L’achat de sous-marins par Ottawa « transformera » l’industrie navale de la C.-B.
Le Canada a quatre sous-marins en fin de vie à la base militaire d'Esquimalt et un seul est opérationnel..
Le gouvernement canadien a annoncé l'achat de jusqu'à 12 sous-marins auprès du constructeur germano-norvégien Thyssenkrupp Marine Systems (TKMS), une entreprise spécialisée dans la fabrication de navires militaires. Cette commande, d'une valeur estimée entre 20 et 24 milliards de dollars canadiens, vise à moderniser la flotte canadienne et à remplacer les quatre sous-marins actuels de la base militaire d'Esquimalt, en Colombie-Britannique. Un seul de ces sous-marins est encore opérationnel, les autres étant en fin de vie. Les négociations avec TKMS devraient aboutir d'ici fin 2027, avec une livraison prévue des quatre premiers sous-marins en 2034. Cette commande marque un tournant pour l'industrie navale canadienne, car elle implique des retombées économiques majeures pour la province, notamment en termes d'emplois et d'investissements.
L'achat des sous-marins devrait générer des centaines, voire des milliers d'emplois bien rémunérés en Colombie-Britannique, principalement dans la maintenance et l'entretien des navires. Selon le ministre provincial de l'Emploi et de la Croissance économique, Ravi Kahlon, ces emplois pourraient s'étendre sur 50 ans, offrant une stabilité professionnelle aux travailleurs spécialisés. Les retombées économiques pour la région sont estimées à deux ou trois fois la valeur de l'achat des sous-marins, soit jusqu'à 72 milliards de dollars sur 10 ans. Ces fonds proviendront notamment des investissements dans les infrastructures de la base militaire, estimés à 10 milliards de dollars, et des paiements en tenant lieu d'impôts (PTLI) versés par Ottawa aux municipalités abritant des propriétés fédérales.

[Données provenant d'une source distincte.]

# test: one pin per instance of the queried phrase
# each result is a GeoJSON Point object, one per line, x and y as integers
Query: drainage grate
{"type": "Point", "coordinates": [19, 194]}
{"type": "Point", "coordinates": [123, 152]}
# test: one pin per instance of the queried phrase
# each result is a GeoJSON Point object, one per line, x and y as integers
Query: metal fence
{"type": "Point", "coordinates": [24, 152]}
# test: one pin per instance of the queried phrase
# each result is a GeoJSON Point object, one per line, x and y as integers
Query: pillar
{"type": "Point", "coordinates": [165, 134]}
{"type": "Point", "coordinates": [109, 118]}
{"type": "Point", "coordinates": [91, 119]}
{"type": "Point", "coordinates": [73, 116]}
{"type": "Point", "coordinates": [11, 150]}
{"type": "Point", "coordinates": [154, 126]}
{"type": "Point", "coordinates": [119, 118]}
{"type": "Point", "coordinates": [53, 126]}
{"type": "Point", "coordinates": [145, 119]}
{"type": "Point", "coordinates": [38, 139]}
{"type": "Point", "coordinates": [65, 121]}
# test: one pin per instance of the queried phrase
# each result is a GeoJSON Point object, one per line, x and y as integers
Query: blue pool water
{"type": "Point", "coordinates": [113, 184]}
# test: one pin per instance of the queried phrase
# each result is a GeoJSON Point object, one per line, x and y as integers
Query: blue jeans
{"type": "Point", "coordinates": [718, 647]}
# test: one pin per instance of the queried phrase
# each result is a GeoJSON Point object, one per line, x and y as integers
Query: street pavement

Par exemple, Esquimalt tire déjà 20 % de ses revenus de ces paiements.
La base militaire d'Esquimalt emploie actuellement environ 4 500 militaires et 2 500 employés civils. L'arrivée des nouveaux sous-marins devrait entraîner une augmentation significative de ces effectifs, avec des centaines de nouveaux travailleurs chaque jour. Ces employés, souvent spécialisés et bien formés, auront besoin de logements, de services (restaurants, cafés, services à l'enfance, santé) et d'infrastructures adaptées. La mairesse d'Esquimalt, Barbara Desjardins, souligne que cette croissance démographique et économique nécessitera des investissements dans les transports en commun, les routes et les logements pour éviter les congestions et répondre aux besoins des familles. La base militaire est située à Colwood, près du port d'Esquimalt, ce qui facilitera l'accès aux services locaux.
Bien que la Colombie-Britannique soit la province la plus concernée par cette commande, le ministre Ravi Kahlon précise que les sous-marins seront partagés à parts égales avec la Nouvelle-Écosse, une autre province abritant une base navale de la Marine royale canadienne. Cette décision reflète une volonté de répartir les retombées économiques entre les régions. Historiquement, la Colombie-Britannique a été la première province canadienne à posséder un sous-marin, avant de le vendre au gouvernement fédéral en 1914. Ce projet symbolique marque donc un retour de l'importance stratégique de cette province dans le domaine naval.
L'entreprise canadienne Seaspan, spécialisée dans l'entretien naval et le plus grand constructeur naval du pays, voit dans cette commande une opportunité majeure pour développer l'expertise canadienne dans la maintenance des sous-marins. Seaspan emploie actuellement 1 200 personnes à Victoria, dont 300 spécialisées dans l'entretien des sous-marins. L'entreprise espère que cette collaboration avec le constructeur allemand TKMS, dont les sous-marins seront également vendus aux alliés de l'OTAN, permettra aux entreprises canadiennes de vendre leur savoir-faire à l'international. Les possibilités incluent la fabrication de pièces, de tableaux de bord ou de systèmes de tuyauterie. Seaspan se prépare à recruter davantage pour répondre à la demande accrue.
Si les négociations avec TKMS échouent, le gouvernement canadien se tournera vers le constructeur sud-coréen *Hanwha Ocean*, qui avait également été en compétition pour la commande. Seaspan a déjà travaillé avec les deux entreprises sur des plans de transition et d'entretien des sous-marins. Par exemple, le 25 mai 2024, la base militaire d'Esquimalt a accueilli un sous-marin de classe KSS-III de Hanwha Ocean pour une démonstration. Cette flexibilité garantit que le projet naval ne soit pas bloqué en cas d'échec des discussions avec TKMS. Les deux constructeurs sont donc en compétition, mais leur participation au projet est déjà planifiée pour assurer la continuité des opérations.